Il est important de bien réfléchir aux objets les plus motivants, ou « renforçateurs », pour l’enfant. Cette étape est plus ou moins long selon l’enfant et le temps passé à faire des échanges. Dans notre cas, une amie formée en PECS est venue à la maison, et nous avons fait du PECS à longueur de journée pendant une semaine entière. Sachez aussi que pendant cette période, on ne dit jamais non! Il faut que le système marche, si l’enfant fait sa demande et qu’on lui refuse l’objet désiré, il risque de se démotiver. Une des premières cartes préférées de notre fille était le toboggan, sauf qu’il était à 500m de la maison… pas pratique les jours de pluie!

Phase 2: L’enfant apprend à le faire « à distance et avec interpellation ». C’est à dire qu’il faut qu’il insiste, même si on a le dos tourné, qu’on est occupé, qu’on est dans le salon etc.

Phase 3: La discrimination, d’abord entre l’image d’un objet désiré et d’un objet a priori non désiré, pour que l’enfant apprenne à bien regarder les cartes. Si on propose deux choses qu’il aime, comme ‘gâteau’ ou ‘bonbons’, on ne sait pas s’il fait vraiment un choix.

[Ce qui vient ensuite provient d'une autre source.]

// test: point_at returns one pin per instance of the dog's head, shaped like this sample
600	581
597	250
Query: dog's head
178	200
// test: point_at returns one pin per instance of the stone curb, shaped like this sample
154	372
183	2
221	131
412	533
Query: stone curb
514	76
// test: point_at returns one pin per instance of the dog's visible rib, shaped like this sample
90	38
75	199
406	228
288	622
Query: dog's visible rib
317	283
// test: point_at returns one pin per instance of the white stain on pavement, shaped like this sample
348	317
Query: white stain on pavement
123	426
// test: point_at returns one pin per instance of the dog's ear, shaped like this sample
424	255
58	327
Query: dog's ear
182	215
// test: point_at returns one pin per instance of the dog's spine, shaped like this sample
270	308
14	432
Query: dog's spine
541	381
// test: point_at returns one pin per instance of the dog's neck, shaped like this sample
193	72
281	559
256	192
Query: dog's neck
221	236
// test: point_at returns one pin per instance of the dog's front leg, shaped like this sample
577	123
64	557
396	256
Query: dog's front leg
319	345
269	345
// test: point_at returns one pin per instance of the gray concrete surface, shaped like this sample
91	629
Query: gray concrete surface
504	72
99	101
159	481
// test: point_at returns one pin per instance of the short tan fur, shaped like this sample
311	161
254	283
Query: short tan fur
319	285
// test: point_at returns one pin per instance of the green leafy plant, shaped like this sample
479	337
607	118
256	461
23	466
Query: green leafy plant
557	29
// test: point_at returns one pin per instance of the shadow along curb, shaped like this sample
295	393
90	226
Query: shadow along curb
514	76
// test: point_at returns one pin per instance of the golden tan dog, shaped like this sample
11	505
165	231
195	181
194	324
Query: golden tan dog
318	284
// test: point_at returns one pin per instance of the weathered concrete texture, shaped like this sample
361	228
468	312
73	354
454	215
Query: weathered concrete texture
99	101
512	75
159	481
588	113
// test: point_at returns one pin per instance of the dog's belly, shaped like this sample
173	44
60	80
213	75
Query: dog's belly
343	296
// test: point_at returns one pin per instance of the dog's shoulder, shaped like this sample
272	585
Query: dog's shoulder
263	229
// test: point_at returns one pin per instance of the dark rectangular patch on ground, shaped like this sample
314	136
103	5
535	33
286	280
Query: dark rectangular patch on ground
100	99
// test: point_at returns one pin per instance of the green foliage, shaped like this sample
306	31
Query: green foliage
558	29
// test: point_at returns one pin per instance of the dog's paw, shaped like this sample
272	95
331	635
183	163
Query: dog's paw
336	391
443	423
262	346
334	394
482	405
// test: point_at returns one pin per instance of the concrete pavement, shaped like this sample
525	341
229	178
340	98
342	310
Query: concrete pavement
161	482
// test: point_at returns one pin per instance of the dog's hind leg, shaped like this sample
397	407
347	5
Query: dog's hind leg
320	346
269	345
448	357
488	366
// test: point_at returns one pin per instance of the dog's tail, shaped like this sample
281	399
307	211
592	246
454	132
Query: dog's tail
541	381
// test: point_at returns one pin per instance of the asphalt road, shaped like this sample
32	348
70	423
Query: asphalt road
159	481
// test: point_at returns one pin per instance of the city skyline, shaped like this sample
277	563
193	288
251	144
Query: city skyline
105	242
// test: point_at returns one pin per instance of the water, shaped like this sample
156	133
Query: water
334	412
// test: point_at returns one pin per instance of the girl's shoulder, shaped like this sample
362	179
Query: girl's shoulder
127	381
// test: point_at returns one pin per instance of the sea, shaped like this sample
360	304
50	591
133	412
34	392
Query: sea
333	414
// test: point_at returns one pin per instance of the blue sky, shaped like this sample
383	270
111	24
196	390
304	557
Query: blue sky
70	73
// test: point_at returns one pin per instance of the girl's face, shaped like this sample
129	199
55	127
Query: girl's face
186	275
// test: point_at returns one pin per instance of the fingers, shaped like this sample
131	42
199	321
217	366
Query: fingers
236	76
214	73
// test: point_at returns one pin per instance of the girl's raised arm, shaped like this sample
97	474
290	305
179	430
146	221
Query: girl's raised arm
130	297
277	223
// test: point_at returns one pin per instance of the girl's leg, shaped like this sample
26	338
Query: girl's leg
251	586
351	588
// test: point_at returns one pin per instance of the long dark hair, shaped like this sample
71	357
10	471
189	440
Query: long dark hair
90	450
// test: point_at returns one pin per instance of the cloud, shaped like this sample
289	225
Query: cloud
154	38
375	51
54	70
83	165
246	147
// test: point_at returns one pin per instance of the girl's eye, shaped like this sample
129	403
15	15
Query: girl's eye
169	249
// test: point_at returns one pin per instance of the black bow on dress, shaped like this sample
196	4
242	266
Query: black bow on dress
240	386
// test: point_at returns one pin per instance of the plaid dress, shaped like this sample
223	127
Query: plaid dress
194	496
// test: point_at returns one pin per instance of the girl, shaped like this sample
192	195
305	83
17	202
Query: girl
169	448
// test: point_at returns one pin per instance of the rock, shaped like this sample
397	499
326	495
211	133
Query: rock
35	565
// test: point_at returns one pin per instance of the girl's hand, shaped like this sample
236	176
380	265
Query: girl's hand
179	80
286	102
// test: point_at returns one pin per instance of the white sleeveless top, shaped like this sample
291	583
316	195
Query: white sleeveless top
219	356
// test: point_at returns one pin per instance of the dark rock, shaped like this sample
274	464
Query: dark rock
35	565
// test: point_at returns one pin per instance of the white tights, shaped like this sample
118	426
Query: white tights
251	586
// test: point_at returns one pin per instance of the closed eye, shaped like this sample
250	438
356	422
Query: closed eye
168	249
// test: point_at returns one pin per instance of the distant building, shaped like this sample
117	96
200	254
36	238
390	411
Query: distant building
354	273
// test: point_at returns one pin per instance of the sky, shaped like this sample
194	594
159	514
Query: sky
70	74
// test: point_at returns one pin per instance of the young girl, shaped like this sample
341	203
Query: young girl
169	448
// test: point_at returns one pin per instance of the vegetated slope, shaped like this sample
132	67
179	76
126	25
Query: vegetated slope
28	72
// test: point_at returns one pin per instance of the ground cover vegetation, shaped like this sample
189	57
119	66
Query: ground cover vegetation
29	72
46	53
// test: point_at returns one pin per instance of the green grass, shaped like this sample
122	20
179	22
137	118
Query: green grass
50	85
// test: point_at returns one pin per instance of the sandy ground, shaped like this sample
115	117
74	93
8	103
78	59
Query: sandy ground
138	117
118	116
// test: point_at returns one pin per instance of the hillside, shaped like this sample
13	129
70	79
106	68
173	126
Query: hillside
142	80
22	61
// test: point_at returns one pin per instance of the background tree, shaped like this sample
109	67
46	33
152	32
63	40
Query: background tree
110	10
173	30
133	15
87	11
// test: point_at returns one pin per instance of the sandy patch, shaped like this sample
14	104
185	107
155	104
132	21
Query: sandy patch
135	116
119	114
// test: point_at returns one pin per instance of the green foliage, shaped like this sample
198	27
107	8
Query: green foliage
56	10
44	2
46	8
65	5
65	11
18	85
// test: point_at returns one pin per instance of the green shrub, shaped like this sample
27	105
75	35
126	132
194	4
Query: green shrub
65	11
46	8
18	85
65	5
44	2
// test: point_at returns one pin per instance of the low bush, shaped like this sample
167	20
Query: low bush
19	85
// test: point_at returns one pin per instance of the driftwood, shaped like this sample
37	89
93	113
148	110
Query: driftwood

On lui propose ‘gâteau’ ou ‘brocolis’ et son besoin de discriminer les pictogrammes devient nettement plus pressant. Il y a un protocole stricte à respecter pour la correction d’erreur.

Phase 4: On passe aux phrases. Une fois que l’enfant demande plein d’objets différents, on introduit une carte ‘je veux’, d’abord placé sur une bande phrase, et ensuite c’est l’enfant qui place la carte « je veux ». Voici une petite vidéo tournée quand ma fille avait 3 ans 8 mois. On utilisait les PECS depuis 9 mois environ.

Phase 5: On demande « Qu’est-ce que tu veux? »

Phase 6: On travaille les commentaires, comme « je vois… », « j’entends… », « c’est super! ».

Avantages

  • on peut commencer très simplement, avec une image d’un objet préféré de l’enfant
  • on rajoute du nouveau vocabulaire progressivement
  • facile à sélectionner quelques éléments à travailler, sans surcharger l’enfant
  • pas de pré-requis cognitif, l’enfant est entièrement guidé au début
  • peu coûteux à mettre en place, sans compter la formation

Inconvénients

  • Protocole assez stricte, qui nécessite deux aidants au départ
  • difficulté d’organisation, quand on a beaucoup de pictogrammes
  • c’est un peu long et fastidieux pour faire les cartes, et il en manque toujours
  • Pour nous, c’est devenu ingérable avec le nombre de pictogrammes et on a décidé d’acheter une tablette, avec l’appli Talk Tablet. Le travail réalisé n’était, j’espère!, pas perdu.